Я думаю, это последнее его доконало. Он объявил, что человечество вырождается, привел в пример древнюю Спарту и викингов. Что было дальше, я мог только догадываться — экран выключили.
Потом мне рассказывали, что выступил Хант и неожиданно поддержал Дерри. Он хотел послать эскадру — не из шести, конечно, а из двух кораблей. Это не прошло, большинство Совета в чудеса не верило. Думали, что нарушена связь, хотя радиосистема, конечно, дублировалась. Несмотря на зубовный скрежет физиков, Хант выдрал один корабль (он им был для чего-то нужен) и послал к Лесной. Корабль назывался «Компромисс» и вел себя соответственно. Это, однако, ничего не изменило. Связь с ним прекратилась, едва он сообщил о посадке. Третья экспедиция — два корабля — ушла в прошлом году. Те самые ВК: ВК-7 и 8 с роботами. Месяца через четыре они выйдут на связь.
— А ваше мнение, Шек?
— В школе я был убежден, что Дерри прав. Сейчас я понимаю, что никакого вырождения нет. Но я хотел бы, чтобы меньше людей занимались стихами и картинами, а больше техникой. Сейчас в инженеры палкой не загонишь. И потом, мы почти не строим корабли дальнего космоса. Это мне тоже не нравится.
— А история с «Берегом»?
— Странно, но скоро все выяснится.
— Вы уверены?
Шек снисходительно улыбнулся:
— Роботы не ошибаются.
Темнело. Шек включил фары дальнего света. На поворотах машину качало, тогда казалось, что это танцуют, тяжело переваливаясь, мохнатые ели.
— Далеко до города?
— Час с минутами. Сейчас мы выберемся на шоссе, слезем с воздушных ходуль на старую добрую резину. Тогда будет скорость…

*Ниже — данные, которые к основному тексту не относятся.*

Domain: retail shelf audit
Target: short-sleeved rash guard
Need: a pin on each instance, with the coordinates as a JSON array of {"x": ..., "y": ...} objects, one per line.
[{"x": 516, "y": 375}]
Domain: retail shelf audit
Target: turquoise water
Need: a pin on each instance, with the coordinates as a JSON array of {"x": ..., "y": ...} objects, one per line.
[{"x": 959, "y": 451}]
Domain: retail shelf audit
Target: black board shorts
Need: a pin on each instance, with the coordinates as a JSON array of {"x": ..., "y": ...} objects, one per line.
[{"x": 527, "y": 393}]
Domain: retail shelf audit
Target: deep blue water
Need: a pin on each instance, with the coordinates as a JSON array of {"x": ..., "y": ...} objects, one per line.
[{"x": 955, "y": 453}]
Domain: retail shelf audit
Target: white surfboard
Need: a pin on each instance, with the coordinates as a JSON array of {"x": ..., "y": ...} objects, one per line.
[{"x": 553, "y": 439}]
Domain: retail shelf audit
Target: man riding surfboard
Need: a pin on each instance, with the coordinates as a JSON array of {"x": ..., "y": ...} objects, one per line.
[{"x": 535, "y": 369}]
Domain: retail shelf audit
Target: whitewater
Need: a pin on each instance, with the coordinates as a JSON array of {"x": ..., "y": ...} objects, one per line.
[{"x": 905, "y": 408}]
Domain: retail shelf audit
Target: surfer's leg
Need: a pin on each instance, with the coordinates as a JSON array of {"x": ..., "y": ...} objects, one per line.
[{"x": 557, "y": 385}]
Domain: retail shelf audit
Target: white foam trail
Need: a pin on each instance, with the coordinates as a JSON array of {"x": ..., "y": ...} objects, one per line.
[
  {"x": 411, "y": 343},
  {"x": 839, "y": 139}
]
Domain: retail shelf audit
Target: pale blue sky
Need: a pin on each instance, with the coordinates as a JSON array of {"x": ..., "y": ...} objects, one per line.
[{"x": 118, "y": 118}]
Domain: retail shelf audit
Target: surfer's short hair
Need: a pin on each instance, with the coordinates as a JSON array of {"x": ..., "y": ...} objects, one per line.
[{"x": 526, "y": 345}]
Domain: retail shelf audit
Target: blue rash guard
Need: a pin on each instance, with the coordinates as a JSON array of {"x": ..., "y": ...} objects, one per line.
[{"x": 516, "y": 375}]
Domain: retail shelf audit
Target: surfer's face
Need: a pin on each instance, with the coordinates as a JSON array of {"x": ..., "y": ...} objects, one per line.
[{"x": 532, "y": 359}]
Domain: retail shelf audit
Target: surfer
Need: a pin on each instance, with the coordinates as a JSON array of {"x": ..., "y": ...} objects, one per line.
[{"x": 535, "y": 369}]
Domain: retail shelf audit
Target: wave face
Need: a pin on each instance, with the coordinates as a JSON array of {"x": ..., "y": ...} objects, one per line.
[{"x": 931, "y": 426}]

Через час, уже в городе, Шек спросил:
— Вы не передумали? Я бы мог пойти с вами.
— Спасибо, не нужно. Хочу побродить по улицам. Здесь я когда-то жил. Боитесь, что потеряюсь?
— Не потеряетесь, но будет трудно. Все-таки многое изменилось.

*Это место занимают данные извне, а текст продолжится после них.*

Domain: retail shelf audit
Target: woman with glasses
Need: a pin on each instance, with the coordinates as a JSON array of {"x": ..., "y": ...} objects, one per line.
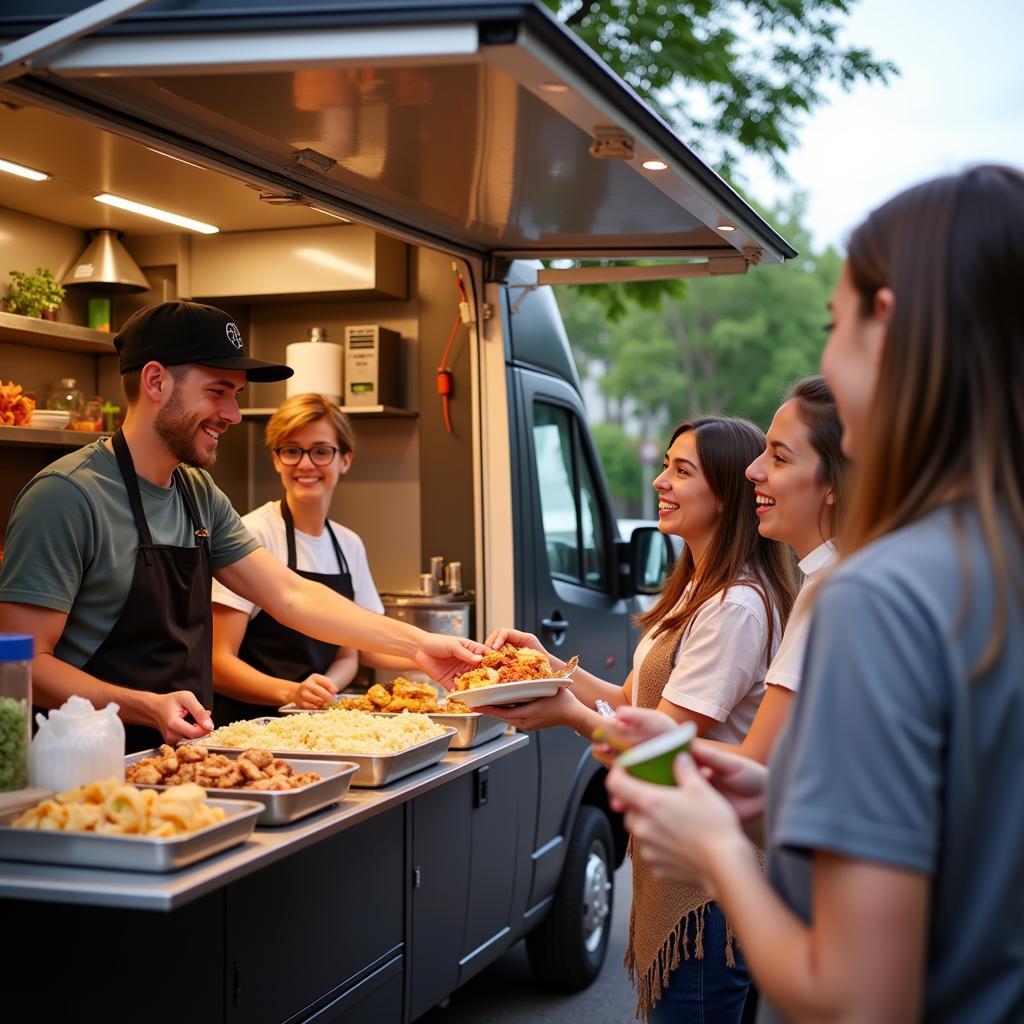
[{"x": 259, "y": 665}]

— А может быть, Шек, я хочу, чтобы было трудно. Остановите, пожалуйста. Превосходная поездка.
— Вы не обиделись… ну, из-за Бута Дерри?
— При чем тут вы! Виновата теория вероятности. Из одиннадцати поворотов машина случайно угадала все одиннадцать. И после этого ее называют теорией… Спасибо, Шек.
* * *
Когда-то он знал здесь каждую улицу. Город вытянулся вверх, но стал как будто просторнее. В его время яростно спорили: улицы-коридоры или высотные дома-одиночки (воздух, свет, кругозор). Улицы сохранились, хотя и сильно размытые полянами-площадями. Они в самом деле были похожи на поляны. Небрежно, почти случайно раскиданные по городу, они прятались за крутым поворотом, неожиданно возникали среди ровного течения улицы. Здесь не было ни асфальта, ни аккуратных дорожек желтого песка — просто земля, просто деревья вокруг и запущенные тропинки, которые куда-то ведут.
Сам город, в сущности, изменился мало, это площади делали его непривычным. Потом он вспоминал и сравнивал. Все это было: желтый дом из Марсианской — Анин Архитектурный институт; серый обелиск в память первой экспедиции на Юпитер… Исчезла гостиница на углу 2-й Лунной, огромное здание Центра связи, шестиэтажный дом, где жил Володя Танеев. Вместо дома — глыба красного камня с барельефами: память о полете, из которого никто не вернулся. Других он почти не знал, а Володя был мало похож. Только губы его — приподнятые по углам, острые.
Но это было потом — не в первый да и не во второй день. А в первый день он вышел из машины с чемоданчиком (все его личное имущество), пересек лесозащитную полосу и очутился в собственно городе. Машины тут не ходили, всю ширину улицы занимали тротуары и движущиеся дорожки.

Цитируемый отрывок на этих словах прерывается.